Botash is the portmanteau of Botswana Ash (Pty) Ltd, a parastatal organisation owned by the Botswana government and a South African company called Chlor Alkali Holdings at 50 percent shareholding each. MCM is the abbreviation for Morupule Coal Mine, which is wholly owned by Minerals Development Company Botswana. In a rebuttal statement released last week, Botash denies what Sefawe is claiming in the minutes.
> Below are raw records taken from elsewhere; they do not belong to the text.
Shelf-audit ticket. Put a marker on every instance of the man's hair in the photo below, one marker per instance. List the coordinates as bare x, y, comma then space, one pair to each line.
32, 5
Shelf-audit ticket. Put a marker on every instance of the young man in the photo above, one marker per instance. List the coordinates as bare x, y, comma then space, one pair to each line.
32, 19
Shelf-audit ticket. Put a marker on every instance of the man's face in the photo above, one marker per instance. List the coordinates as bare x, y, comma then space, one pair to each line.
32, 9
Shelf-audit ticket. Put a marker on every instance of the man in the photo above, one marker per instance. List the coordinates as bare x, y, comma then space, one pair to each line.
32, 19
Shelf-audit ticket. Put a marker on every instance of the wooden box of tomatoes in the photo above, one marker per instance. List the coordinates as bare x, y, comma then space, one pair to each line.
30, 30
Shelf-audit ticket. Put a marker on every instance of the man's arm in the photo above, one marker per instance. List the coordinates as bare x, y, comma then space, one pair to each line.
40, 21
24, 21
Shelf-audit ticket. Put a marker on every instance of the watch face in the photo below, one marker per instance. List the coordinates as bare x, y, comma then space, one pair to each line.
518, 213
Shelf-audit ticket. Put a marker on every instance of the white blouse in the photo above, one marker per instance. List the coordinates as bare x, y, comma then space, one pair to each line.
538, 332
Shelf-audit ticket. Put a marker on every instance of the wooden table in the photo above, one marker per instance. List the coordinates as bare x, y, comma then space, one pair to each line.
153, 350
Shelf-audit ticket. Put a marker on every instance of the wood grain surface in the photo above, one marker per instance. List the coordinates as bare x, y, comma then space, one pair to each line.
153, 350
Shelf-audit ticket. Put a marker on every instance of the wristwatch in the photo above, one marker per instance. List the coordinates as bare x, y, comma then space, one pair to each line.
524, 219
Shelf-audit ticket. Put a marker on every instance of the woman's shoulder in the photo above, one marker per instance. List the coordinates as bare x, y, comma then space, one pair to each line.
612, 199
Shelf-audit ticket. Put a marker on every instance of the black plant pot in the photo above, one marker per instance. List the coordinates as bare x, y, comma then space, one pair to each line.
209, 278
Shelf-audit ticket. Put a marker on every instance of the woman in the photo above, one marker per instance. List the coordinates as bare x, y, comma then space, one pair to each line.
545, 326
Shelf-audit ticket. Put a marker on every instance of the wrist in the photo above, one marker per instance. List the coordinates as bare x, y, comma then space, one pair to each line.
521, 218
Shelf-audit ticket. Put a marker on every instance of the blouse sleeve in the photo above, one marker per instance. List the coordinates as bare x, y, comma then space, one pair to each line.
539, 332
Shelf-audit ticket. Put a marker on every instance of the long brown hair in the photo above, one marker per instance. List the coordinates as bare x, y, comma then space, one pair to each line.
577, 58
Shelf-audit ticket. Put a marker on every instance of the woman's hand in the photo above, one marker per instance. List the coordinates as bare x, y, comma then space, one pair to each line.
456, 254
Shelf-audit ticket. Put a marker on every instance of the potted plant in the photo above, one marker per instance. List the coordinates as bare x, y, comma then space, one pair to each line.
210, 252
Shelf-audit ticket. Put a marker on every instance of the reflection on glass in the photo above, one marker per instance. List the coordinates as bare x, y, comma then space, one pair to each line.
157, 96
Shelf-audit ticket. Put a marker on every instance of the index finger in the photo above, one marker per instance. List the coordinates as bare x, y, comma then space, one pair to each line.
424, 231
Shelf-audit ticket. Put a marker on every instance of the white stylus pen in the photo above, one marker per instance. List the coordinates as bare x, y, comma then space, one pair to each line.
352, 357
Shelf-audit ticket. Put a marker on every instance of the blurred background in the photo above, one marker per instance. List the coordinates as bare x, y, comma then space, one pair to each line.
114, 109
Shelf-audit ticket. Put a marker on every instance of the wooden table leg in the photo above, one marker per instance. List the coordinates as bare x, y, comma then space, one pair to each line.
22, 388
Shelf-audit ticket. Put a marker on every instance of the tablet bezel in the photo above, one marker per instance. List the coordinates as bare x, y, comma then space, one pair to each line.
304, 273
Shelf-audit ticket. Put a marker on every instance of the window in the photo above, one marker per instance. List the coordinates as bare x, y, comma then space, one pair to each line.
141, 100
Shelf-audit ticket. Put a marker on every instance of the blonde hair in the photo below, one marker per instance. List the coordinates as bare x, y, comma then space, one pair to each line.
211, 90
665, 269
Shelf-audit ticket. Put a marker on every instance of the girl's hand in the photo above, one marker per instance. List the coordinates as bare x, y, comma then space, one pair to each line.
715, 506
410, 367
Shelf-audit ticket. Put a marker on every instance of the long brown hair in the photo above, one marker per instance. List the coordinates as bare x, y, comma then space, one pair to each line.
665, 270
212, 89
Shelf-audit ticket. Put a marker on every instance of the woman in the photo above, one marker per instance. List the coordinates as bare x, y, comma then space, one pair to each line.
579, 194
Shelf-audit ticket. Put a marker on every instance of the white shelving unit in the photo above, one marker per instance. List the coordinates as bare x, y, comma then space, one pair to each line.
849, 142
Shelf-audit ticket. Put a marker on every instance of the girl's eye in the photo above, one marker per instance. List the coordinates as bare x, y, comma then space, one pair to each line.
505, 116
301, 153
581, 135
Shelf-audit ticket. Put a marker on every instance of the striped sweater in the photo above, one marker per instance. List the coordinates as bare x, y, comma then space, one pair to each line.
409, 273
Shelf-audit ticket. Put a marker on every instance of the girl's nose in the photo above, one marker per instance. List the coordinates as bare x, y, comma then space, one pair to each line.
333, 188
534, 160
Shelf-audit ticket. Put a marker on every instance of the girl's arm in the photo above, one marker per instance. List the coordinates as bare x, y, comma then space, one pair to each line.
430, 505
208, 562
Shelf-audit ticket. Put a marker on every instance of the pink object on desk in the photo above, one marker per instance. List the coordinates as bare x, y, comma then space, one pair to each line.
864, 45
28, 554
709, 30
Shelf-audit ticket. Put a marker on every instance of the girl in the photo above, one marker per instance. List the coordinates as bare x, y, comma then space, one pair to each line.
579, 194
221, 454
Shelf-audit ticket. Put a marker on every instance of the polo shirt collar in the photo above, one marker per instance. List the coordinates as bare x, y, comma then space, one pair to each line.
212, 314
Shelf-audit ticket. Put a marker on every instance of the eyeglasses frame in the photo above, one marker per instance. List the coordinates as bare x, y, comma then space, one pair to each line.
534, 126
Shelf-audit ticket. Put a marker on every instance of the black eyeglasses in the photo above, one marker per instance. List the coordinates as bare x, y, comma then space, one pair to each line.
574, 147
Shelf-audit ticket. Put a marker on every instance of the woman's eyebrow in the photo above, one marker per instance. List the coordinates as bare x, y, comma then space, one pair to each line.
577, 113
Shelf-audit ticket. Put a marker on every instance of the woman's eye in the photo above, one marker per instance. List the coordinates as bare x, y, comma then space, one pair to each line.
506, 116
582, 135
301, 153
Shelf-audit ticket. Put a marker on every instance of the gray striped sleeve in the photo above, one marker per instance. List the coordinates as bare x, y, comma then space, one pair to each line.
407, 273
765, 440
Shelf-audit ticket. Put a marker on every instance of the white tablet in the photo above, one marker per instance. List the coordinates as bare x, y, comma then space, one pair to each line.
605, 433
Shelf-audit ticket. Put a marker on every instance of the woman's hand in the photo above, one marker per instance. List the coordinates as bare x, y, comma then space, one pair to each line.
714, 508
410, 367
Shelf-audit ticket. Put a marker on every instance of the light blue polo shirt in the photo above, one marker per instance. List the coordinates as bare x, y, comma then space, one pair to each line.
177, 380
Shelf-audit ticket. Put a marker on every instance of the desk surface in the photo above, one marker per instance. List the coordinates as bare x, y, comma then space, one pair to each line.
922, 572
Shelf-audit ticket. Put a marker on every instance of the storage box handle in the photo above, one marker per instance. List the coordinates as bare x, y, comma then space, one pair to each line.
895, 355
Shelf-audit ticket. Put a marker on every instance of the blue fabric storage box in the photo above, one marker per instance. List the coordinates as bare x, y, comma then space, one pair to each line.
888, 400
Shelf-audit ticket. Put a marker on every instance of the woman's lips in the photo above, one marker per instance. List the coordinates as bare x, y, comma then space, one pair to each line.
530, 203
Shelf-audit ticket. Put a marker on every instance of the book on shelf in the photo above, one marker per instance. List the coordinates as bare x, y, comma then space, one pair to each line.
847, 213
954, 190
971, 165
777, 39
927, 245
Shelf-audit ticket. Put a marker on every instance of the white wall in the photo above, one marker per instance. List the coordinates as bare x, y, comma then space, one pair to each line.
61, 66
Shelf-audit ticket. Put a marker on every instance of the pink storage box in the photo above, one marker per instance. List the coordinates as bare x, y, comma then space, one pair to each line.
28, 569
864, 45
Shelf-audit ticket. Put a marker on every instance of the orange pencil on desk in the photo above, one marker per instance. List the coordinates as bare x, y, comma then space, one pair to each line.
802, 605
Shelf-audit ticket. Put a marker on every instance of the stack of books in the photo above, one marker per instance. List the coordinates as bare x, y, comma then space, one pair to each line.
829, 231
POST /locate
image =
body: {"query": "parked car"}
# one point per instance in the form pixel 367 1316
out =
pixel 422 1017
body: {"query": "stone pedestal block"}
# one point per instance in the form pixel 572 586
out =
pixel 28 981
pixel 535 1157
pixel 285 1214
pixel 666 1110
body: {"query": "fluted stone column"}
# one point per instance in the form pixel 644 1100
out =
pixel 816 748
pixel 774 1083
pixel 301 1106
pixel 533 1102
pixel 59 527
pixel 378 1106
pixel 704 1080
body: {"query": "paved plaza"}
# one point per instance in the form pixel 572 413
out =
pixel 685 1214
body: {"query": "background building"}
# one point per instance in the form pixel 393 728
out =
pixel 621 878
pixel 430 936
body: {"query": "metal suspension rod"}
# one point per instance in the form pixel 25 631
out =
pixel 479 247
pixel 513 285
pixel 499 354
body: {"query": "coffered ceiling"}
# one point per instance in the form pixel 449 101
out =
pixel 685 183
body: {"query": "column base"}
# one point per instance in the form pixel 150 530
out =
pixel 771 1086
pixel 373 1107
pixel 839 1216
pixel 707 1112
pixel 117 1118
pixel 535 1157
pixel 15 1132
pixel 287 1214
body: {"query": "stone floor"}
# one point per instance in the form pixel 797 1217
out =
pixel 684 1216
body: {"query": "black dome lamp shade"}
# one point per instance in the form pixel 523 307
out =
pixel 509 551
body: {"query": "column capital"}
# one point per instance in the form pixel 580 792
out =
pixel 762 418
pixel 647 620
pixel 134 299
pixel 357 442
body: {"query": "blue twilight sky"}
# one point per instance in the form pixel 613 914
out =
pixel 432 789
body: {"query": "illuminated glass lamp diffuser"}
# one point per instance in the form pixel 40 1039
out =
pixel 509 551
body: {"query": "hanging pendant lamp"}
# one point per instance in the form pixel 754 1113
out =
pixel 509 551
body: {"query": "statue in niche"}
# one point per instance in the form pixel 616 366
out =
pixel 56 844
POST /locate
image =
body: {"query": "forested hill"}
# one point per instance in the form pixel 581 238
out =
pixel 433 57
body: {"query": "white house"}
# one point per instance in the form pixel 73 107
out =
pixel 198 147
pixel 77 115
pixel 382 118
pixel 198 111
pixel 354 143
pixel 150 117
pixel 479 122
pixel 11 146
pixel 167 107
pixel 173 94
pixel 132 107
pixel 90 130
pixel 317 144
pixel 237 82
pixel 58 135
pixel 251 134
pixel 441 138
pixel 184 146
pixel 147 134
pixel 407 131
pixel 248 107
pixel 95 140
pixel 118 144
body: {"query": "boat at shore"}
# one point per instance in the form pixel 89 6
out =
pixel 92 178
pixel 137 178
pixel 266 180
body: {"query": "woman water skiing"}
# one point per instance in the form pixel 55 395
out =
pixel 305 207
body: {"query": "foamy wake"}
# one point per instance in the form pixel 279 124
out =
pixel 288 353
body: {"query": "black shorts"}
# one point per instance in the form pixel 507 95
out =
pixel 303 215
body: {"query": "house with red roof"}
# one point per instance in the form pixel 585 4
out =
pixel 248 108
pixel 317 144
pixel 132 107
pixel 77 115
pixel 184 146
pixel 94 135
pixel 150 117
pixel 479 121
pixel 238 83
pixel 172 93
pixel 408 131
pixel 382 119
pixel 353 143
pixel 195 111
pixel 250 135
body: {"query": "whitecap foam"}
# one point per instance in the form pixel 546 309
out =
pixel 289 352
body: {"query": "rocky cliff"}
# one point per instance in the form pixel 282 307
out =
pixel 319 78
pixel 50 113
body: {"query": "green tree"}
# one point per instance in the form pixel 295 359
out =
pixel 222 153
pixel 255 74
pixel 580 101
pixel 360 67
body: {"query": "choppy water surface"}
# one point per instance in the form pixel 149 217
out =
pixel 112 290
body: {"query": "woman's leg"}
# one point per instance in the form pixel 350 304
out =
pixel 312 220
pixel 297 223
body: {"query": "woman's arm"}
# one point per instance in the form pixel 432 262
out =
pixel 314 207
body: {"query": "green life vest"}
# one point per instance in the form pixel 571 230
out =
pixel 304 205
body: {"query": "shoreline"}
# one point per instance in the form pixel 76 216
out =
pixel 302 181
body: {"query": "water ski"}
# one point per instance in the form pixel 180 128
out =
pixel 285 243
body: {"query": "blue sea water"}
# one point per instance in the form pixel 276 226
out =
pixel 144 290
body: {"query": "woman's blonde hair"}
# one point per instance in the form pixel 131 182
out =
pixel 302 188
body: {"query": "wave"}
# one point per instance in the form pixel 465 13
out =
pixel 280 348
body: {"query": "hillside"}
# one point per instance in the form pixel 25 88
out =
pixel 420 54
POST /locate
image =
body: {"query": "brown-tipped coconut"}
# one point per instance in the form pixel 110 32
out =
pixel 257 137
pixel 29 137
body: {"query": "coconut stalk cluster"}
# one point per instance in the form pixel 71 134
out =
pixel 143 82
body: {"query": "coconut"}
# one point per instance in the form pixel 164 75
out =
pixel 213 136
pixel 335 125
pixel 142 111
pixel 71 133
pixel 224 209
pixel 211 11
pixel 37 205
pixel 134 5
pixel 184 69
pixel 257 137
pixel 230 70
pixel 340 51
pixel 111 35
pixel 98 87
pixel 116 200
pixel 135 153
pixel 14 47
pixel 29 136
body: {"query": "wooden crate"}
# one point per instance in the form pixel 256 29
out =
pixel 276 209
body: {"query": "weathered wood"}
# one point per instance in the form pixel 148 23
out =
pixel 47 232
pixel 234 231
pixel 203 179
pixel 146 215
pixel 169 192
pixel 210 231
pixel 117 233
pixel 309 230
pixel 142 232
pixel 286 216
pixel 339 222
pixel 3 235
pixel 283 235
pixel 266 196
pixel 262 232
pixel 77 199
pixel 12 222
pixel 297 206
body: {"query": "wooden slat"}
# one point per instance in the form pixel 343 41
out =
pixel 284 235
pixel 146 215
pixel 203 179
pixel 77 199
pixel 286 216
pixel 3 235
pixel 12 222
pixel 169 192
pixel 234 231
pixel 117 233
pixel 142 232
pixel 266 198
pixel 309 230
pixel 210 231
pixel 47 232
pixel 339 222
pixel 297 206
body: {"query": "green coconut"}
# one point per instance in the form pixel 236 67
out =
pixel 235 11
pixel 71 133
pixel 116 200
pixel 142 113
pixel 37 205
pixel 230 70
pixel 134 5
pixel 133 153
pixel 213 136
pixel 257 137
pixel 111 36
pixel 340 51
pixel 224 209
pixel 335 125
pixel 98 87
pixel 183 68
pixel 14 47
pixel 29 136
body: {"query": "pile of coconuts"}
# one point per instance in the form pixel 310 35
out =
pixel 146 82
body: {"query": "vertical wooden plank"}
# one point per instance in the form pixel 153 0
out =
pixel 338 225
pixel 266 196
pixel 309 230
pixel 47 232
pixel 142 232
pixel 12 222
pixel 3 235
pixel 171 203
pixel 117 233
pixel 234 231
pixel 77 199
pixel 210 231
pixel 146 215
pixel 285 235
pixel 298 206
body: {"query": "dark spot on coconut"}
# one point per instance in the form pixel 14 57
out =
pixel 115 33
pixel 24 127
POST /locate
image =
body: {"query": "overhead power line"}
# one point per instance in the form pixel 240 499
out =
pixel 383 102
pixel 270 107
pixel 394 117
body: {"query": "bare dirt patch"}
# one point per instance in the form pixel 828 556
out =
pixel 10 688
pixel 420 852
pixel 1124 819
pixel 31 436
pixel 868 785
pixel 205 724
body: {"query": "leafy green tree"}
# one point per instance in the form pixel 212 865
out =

“Botash wishes to clarify that the alleged comments by BR management are unfortunate as they are not true both with regards to Botash’s payments to BR and in so far as it is implied that Botash is also facing challenges with its own financial performance,” reads the statement. “All payments due to BR have been made within the contractual terms. There is further no concern whatsoever over Botash’s financial performance and its ability to meet its obligations.”

BR and BTGWU are currently locked in a legal battle before the Gaborone Industrial Court. The latter’s case is that in failing to pay employees on time, BR is defaulting on its contractual obligations as expressed in its employment contract. The Union also raises the argument that BR should bear the cost of financial penalties that creditors and service providers impose on the employees for their own late payment of stop orders. 

Interestingly, BR’s response to the Union’s case doesn’t raise the argument that Sefawe made at the meeting in question. Such response is packaged in the form of an affidavit that has been deposed to by the Acting Chief Executive Officer, Chelesile Malele. She attributes the organisation’s financial problems to the following: a long turnaround times in South Africa due to the upgrade of a line from Mahikeng to Krugersdorp; public unrest that “usually occurs in South Africa”; vandalism and cable theft; shortage of locomotives both on BR and Transnet Freight Rail lines; long turnaround times on the National Railways of Zimbabwe lines due to shortage of locomotives; shortage of wagons such as those used to transport coal and salt – “this is mainly due to maintenance backlog”; Tarlton terminal remains closed for fuel dispatches due to South African Revenue Services compliance issues; “persistent” loadshedding at Slurry and Mahikeng (both in South Africa) resulting in loss of cement tonnage; and the suspension of movement of some BR wagons in South Africa by the South Africa Railway Safety Regulator due to maintenance issues.